Olivier Mekongoto, ce nom peut ne pas vous dire grand-chose. Mais lorsqu’on dit Senty' Senty, là, on y est. C’est un jeune dynamique, d’une forme athlétique et de taille moyenne. D’un regard vif, il est attentif. Détrompez-vous, il ne s’agit pas d’un athlète. Nous vous parlons plutôt d’un jeune polyvalent: artiste musicien, ingénieur en génie civil, dessinateur puis peintre. Il partage son temps entre le studio et son cabinet. De son amour pour la musique, naquis un album baptisé : ma vision. De son amour pour le travail, est sorti un cabinet de consultation en génie civile: MKGT Consult.
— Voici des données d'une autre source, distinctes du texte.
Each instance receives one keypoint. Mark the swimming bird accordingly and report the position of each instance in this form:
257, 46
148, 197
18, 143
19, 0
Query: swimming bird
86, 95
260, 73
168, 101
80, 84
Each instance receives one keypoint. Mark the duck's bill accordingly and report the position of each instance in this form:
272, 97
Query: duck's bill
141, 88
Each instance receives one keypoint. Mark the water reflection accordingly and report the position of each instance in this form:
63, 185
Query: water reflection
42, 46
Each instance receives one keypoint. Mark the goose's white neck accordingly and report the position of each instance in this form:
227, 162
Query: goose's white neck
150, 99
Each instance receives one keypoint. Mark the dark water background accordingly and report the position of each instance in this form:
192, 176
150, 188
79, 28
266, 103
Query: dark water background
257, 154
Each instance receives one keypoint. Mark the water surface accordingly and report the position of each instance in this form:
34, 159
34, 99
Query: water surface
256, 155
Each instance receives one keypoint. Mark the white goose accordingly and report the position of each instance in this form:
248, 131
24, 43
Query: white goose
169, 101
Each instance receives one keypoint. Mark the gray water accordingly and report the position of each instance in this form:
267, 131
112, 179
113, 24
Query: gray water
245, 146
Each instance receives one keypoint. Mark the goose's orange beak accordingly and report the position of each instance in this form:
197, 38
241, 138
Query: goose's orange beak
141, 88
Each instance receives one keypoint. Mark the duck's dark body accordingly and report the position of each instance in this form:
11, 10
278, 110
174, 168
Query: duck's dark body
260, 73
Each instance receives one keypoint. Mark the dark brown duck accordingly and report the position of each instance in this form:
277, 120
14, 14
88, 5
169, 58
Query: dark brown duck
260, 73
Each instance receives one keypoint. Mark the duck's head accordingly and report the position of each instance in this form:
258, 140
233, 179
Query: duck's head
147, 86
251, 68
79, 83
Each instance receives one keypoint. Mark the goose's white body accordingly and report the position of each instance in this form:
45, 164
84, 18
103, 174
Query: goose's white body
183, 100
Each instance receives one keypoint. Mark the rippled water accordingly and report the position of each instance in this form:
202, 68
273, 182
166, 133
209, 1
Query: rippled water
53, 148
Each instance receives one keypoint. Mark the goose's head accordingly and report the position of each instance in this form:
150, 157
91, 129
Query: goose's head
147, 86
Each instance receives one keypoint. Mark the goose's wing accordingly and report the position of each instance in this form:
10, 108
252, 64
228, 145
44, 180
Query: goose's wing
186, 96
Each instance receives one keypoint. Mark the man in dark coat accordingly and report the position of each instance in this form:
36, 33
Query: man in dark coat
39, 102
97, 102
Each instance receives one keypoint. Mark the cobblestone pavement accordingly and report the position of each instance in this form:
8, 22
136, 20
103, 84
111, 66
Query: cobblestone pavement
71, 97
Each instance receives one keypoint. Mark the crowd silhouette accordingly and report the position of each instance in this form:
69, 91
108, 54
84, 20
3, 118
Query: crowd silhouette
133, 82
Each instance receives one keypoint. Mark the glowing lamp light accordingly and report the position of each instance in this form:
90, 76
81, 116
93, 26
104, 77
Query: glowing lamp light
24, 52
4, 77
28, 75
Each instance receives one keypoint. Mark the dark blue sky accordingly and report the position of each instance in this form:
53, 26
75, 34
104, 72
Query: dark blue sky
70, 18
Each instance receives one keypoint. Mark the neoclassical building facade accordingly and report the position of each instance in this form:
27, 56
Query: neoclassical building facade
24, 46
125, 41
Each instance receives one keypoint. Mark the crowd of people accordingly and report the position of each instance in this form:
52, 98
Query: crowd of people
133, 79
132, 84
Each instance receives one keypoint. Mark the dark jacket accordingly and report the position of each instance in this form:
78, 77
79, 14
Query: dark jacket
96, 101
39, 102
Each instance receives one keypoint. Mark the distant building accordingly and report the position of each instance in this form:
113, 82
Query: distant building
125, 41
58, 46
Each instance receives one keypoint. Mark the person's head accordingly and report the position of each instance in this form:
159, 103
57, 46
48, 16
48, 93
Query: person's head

Avec plus trente réalisations dans le dernier secteur seulement dans un laps de temps, l’avenir semble promettant pour Olivier Mekongoto, ainé d’une fratrie de cinq enfants. Consultant également dans un cabinet de la place, Senty' Senty pour les fans dit n’avoir pas de place pour les loisirs. Titulaire d’un Master2 en génie civile, il dispense les cours et consacre aussi son temps pour l’encadrement des jeunes étudiants dans leurs recherches pour la rédaction des mémoires de fin de cycle. C’est un homme occupé qui nous a reçus chez lui ce 9 juillet 2016. Les difficultés liées à entrepreneuriat, le marché, l’actualité économique dans son pays le Tchad, la jeunesse tchadienne et entrepreneuriat, sa vision, ces projets, etc. c’est sans tabous que l’ambitieux Mekongoto pour certains et Senty' Senty pour les autres s’est prêté à nos questions. Assis entre son bureau et son studio, nous pouvons commencer l’interview. Lisez plutôt.

Vous portez plusieurs casquettes. Comment pouvez-vous, vous présentez à nos lecteurs ?

Je suis Mekongoto Olivier à l’état civil mais je suis connu plus sous le nom de Senty' Senty qui est le diminutif de sentimental, un surnom qui m’a été donné par mes fans. Je suis étudiant en fin de cycle d’ingénieur en génie civile. J’ai fini en Master2 en 2014. Actuellement je suis dans la vie professionnelle. J’essaie de me battre un peu avant de repartir à nouveau sur les bancs. J’ai l’ambition d’aller plus loin, au moins au doctorat.

Quel est votre quotidien actuellement ?

J’ai créé une structure. C’est un cabinet de consultation en génie civile, MKGT Consult. Cela me permet de travailler avec les particuliers mais aussi avec les cabinets déjà reconnus.

Vous êtes artiste. Quel est votre genre musical ?

C’est le style sentimental, c’est- à- dire le zouk et la rumba. C’est ce qui me permet d’exprimer l’amour, la joie, la paix…

Avez-vous une œuvre sur le marché ?

J’ai un album de 10 titres sur le marché. Je l’ai clôturé en 2014 et j’ai procédé à son lancement le 26 décembre 2015 à N’Djamena au Tchad. Actuellement c’est la question de la promotion qui est un peu difficile dans la mesure où je suis mon propre producteur.

Vous faites de la musique sentimentale. Vous ne pensez pas que la société est assez malade pour dénoncer ses méfaits plutôt que de verser dans le sentimentalisme ?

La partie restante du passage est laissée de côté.